L'Exil, roman (31)
Le vent se lève sur Tomis. Il descend des plaines de Scythie, un souffle affûté comme une lame, charriant la rumeur des steppes où les chevaux galopent sans maître. La mer, cette compagne indifférente, se cabre sous le fouet du froid. Elle ne chante plus ; elle gronde, elle menace, elle se referme sur elle-même comme une bête acculée.

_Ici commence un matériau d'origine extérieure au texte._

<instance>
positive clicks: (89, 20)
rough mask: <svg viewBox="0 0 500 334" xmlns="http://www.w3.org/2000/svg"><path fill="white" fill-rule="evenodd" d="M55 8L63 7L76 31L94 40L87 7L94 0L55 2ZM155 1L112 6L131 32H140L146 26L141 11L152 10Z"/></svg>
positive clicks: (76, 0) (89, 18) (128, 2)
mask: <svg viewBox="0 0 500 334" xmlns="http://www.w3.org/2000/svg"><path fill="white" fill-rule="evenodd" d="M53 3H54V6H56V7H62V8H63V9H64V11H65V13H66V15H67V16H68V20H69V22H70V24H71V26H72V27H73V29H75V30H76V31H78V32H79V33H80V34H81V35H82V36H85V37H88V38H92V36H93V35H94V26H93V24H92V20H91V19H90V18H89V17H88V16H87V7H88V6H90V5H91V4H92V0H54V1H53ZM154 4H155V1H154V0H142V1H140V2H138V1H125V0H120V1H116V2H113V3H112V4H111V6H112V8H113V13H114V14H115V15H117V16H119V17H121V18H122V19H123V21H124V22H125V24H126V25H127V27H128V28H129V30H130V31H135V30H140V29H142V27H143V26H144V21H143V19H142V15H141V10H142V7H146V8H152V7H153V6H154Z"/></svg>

Ovide frissonne. Ses doigts engourdis tentent de resserrer les peaux grossières dont il s’est vêtu, mais le froid s’insinue partout. Le feu qu’il a allumé dans son abri de fortune n’est qu’un brasier dérisoire contre l’hiver implacable. La neige, lourde et insatiable, s’entasse contre les murs de bois, s’infiltre par les fentes, efface les rares sentiers. Les portes du monde se ferment une à une, et dans cet exil de glace, il comprend que la solitude n’a pas de limite.
Les vivres s’amenuisent. Le pain est dur comme la pierre, l’eau devient prisonnière de la glace avant même d’atteindre ses lèvres. Il tente de chasser, piège maladroitement quelques oiseaux, mais ses mains tremblent, ses gestes sont lents. Il n’est pas un homme de la survie, il est un homme des vers et de la douceur romaine. Ici, la poésie ne nourrit pas. Ici, elle se tait sous l’impératif du corps affamé.
Un matin, il trouve un cadavre à moitié enfoui sous la neige. Un homme ? Une bête ? Le gel a tout figé, confondu chair et nature. Il détourne le regard, mais le spectacle s’imprime en lui comme une cicatrice. C’est ainsi que finissent les oubliés.
Les jours se fondent en une nuit perpétuelle. Il ne sait plus combien de temps s’est écoulé. Peut-être quelques semaines, peut-être une éternité. À Rome, les Saturnales doivent battre leur plein, et lui, naufragé du temps, s’accroche à quelques souvenirs d’ivresse et de lumière.
Un soir, alors que la tempête hurle plus fort que jamais, il croit entendre un cri dans l’obscurité. Un appel humain, noyé sous les rafales. Il hésite, le doute le ronge. Est-ce un homme ou un piège tendu par les esprits errants de la steppe ? Il sort malgré tout, vacille sous la morsure du vent. La neige l’aveugle, le fouette comme un maître cruel. Il avance, trébuche, appelle à son tour.
Silence.
Il comprend trop tard que personne ne l’attendait. Il n’y avait pas de voix, pas de détresse, seulement l’écho de sa propre solitude.
Là, au milieu de la plaine glacée, il sent que l’exil n’est pas seulement l’absence d’un lieu ; c’est l’effacement d’un nom, d’un homme, d’un souvenir.
Rome l’a banni. Le monde l’oublie. Et l’hiver, patient, veille sur sa disparition.